Looking for something else?
Lots of data still resides on tape. And, by all accounts, it can continue to “live” on tape for a long time to come, with little or no maintenance. That’s generally considered a good thing. However, when litigants come knocking – initiating the process of legal discovery – the longevity of tape and its tendency toward opacity (a lack of easily discernible file structure and indexing) can present IT with an abundance of headaches.
There are two tactics for reducing those headaches, experts say. One involves reducing discovery exposure in the first place and the other focuses on automating or offloading discovery-related tasks – so that your whole IT organization doesn’t have to stop what it’s doing to deal with a discovery crisis.
Dana Conneally, who previously ran the litigation unit of a large law firm and is now partner at Evidox Corp., a Boston, Mass.-based company that provides e-discovery services, said his company uses an Index Engines appliance to speed and automate discovery for clients. “Index Engines lets us plug in a tape to the appliance and it indexes every file and also dedupes.”
Evidox then attaches a unique ID to each document stored within the data of a client firm and, based on a keyword search and a date range, they can limit the data set and just pull out those files that are relevant.
Being able to use dedupe and search limiters is a great way to keep the cost of litigation down, Conneally said. “When we explain our costs to clients, we have to remind them that the most expensive part of the process is always the attorney review – and that is what we are trying to limit.”
DIY or hire?
Enterprise Strategy Group analyst Katey Woods said some companies have stored a lot of “stuff” that doesn’t have to be retained.
“Many folks are hanging on to 30 years of tape and have then been hit by an employee lawsuit that delves into that tape and ends up costing them two quarters of profitability,” she said.

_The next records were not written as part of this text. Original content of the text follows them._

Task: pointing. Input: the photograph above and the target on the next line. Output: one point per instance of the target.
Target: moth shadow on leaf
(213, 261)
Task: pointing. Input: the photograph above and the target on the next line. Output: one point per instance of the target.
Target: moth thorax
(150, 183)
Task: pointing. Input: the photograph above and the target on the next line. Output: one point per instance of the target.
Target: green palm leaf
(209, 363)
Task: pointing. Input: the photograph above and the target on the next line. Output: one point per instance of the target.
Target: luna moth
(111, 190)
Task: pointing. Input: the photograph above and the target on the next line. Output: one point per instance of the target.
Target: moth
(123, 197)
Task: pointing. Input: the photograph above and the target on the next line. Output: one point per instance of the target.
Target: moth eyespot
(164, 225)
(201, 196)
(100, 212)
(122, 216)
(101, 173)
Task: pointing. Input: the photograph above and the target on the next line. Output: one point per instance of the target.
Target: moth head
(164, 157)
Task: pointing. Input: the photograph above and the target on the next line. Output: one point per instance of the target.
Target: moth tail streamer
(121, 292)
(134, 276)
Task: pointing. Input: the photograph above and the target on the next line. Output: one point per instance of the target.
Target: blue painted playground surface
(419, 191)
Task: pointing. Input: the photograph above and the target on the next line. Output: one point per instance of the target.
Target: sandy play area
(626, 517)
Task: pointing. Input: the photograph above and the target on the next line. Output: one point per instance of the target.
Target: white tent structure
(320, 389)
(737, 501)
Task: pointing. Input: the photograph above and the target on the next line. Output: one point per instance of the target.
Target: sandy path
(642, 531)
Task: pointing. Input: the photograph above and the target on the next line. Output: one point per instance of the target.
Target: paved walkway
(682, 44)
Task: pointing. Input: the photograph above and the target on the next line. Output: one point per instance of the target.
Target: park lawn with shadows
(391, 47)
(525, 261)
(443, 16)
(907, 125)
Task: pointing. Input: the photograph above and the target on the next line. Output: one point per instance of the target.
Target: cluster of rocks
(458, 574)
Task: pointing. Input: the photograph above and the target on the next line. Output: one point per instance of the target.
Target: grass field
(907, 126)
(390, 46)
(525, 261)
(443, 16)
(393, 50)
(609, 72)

So, she suggests, maybe companies shouldn’t have that data “hanging around.” Woods said companies can become proactive by indexing the tapes they have, then figuring out what they have to keep, what they aren’t sure they need and what they know they can get rid of. “Then you can move that data to a formal archive or to a different tier of storage or simply get rid of it,” she said. In other words, simply archiving information is comparatively inexpensive. Dealing with a discovery request is not.
And in the short-term, she said the answer should be a service provider because your organization will have neither the bandwidth to handle the issue nor the wherewithal to invest in additional technology.
Indeed, noted Brian Dykstra, senior partner at Jones Dykstra and Associates, Inc., an e-discovery service company based in Columbia, Md., who said a product like Index Engines may be overkill for many tasks. “I feel they are too expensive for normal use due to their per-gigabyte pricing [and] because you may have a known number of tapes but an unknown number of gigabytes,” he said.
Furthermore, with a discovery process, the unknowns are almost a given, he added.
“We receive huge batches of tapes and cartridges from clients, sometimes with little or no information, so we have to do a lot of background research before we can start to look for data on the tapes,” Dykstra said. For instance, if you can determine anything about the date when the tape was created, what drive product it was created on, and the backup software in use at the time, Dykstra said it can save hours of work for the service firm.
And, even if no one in your organization knows, Dykstra said former employees are usually willing to help and provide those missing bits of information. Longer term, Dykstra said, it’s a good practice to keep track of your tapes and maintain basic information about when they were created and the nature of the data they contain.
It’s a relatively cheap “fix” that can save substantial costs later on, when or if litigants come knocking.